RBI has made it clear that KYC rule is mandatory for all users of any financial instrument, and this includes mobile wallets as well.
Reserve Bank of India has made it clear that KYC or Know Your Customer rule is mandatory for all users of any financial instrument, and this includes mobile wallets as well.
March 1st, 2018 was the deadline for all users of such wallets to complete their KYC process.
After almost 2 months of this deadline, the effects are clearly visible: Users are not interested to complete their KYC, and they don’t mind stop using them as well.
If we believe reports, then up to 95% of transactions are down.
In other words, KYC norm is killing the success of Digital India.
Will RBI reconsider their decision now?
Mobile Wallets Transactions Down By 95%!
RBI had instructed that after March 1st, mobile wallet users who have not completed their KYC process cannot add more money into their wallets; although they can use the existing money.
This has resulted in a massive drop in transactions, across all wallets. Though users can consume their existing cash parked in the wallets, they have refused to complete their KYC as well. Which means no new transactions.
Amazon India has come out and announced that 95% of their transactions on Amazon Pay have vanished.

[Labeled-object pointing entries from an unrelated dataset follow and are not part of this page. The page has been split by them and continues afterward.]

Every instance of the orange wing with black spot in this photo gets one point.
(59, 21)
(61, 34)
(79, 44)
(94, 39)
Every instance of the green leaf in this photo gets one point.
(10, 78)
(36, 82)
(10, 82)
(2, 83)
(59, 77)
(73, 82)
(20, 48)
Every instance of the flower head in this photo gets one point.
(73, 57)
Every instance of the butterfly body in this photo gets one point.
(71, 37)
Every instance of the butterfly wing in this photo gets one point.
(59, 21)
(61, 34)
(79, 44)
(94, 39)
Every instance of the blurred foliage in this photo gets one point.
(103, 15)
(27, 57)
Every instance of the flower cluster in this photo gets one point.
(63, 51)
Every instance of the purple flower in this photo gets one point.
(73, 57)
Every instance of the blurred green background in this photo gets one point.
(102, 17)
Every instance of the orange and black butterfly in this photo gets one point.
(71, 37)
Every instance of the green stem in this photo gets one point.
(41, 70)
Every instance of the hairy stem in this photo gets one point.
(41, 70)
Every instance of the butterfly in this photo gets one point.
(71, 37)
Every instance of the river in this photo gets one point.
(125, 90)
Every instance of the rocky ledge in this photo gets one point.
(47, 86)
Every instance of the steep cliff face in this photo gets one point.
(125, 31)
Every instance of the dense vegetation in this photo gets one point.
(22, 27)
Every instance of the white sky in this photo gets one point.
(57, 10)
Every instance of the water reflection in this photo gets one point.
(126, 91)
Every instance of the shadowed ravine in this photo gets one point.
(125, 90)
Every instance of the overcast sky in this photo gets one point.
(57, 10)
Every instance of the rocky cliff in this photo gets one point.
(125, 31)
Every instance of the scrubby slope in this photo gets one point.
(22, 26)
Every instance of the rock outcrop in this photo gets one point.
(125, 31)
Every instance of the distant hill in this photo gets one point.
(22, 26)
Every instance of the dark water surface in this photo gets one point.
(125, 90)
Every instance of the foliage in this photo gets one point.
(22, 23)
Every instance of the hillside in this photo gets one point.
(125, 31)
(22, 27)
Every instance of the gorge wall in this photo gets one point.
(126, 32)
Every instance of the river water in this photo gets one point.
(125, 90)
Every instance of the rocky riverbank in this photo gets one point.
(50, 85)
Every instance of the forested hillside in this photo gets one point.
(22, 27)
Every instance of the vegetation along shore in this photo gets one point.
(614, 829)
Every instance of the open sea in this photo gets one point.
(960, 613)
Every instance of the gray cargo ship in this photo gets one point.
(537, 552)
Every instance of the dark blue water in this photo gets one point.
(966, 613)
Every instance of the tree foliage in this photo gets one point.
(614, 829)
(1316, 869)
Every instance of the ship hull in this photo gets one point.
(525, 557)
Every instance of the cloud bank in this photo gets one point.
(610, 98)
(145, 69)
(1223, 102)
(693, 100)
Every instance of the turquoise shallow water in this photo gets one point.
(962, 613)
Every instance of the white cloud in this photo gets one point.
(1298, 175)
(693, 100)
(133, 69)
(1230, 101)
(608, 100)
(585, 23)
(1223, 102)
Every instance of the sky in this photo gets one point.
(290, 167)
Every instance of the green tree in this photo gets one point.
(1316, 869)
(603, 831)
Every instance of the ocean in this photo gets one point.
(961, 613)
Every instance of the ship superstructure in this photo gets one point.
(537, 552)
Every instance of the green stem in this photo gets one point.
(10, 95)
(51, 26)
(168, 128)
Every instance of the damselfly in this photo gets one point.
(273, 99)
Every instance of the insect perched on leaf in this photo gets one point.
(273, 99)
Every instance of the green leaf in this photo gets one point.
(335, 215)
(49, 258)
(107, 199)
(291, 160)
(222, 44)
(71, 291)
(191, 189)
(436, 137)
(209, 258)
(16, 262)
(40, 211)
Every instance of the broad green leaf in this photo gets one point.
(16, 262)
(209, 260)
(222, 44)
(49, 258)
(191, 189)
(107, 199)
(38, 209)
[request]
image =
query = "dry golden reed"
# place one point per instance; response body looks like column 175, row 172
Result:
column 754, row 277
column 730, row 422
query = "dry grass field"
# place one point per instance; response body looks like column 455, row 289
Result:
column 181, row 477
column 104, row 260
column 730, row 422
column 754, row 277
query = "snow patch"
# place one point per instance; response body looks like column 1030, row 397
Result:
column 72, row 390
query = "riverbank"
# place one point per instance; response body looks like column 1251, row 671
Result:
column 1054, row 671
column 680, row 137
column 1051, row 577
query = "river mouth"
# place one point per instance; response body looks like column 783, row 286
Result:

An Amazon representative has said,
“Cash loads have reduced by 95%. This will mean lower digital payment adoption in the long run, especially as we expand further into smaller cities and towns. We are losing an opportunity to engage customers who typically do not use electronic instruments.”
We had already reported that this strict KYC rule can impact 80% of all wallet users in India.
Amazon Pay is normally used by Amazon users to pay for their deliveries or receive refunds. But now, it seems that the same users are opting for cash on delivery or using any other mode of digital transaction, but not wallet anymore.
What Is The Problem Here?
The problem is that the end user is fed up with complying with KYC rules, which has been a focal point for RBI and Govt.
Phone, driving license, bank account, PAN and even rail tickets have been linked with Aadhaar or any other form of KYC: And now, mobile wallet too.
It seems that user fatigue and saturation for the KYC issue have set in.
As per Sunil Kulkarni, joint managing director of Oxigen Services, less than 10% of all wallet users have their KYC done, and this is hampering the overall usage and transactions.
He said,
“The industry average is still in the low single digits for the number of people who have done their KYC out of the total number of users of mobile wallets,”
Another official from a wallet firm told that there have been no incentives announced for completing KYC, which can be another reason for the decreased enthusiasm.
If the trend continues, then RBI will have no option but to take take the mandatory KYC rule, and maybe make the process a little less strict.
This is the height of madness.It seems govt does not trust it’s citizens and percieve them as criminals . Technology is good when used in moderate way, but it seems technology is being talibanized.
nice joke, keep it up, you can compete RAHUL GANDHI
Bro, a ton of people in India ARE criminals! …Corrupt as HELL! I’m sure you *knew* that.
I don’t personally LIKE the idea of Big Brother, but in *this* country, we have no choice.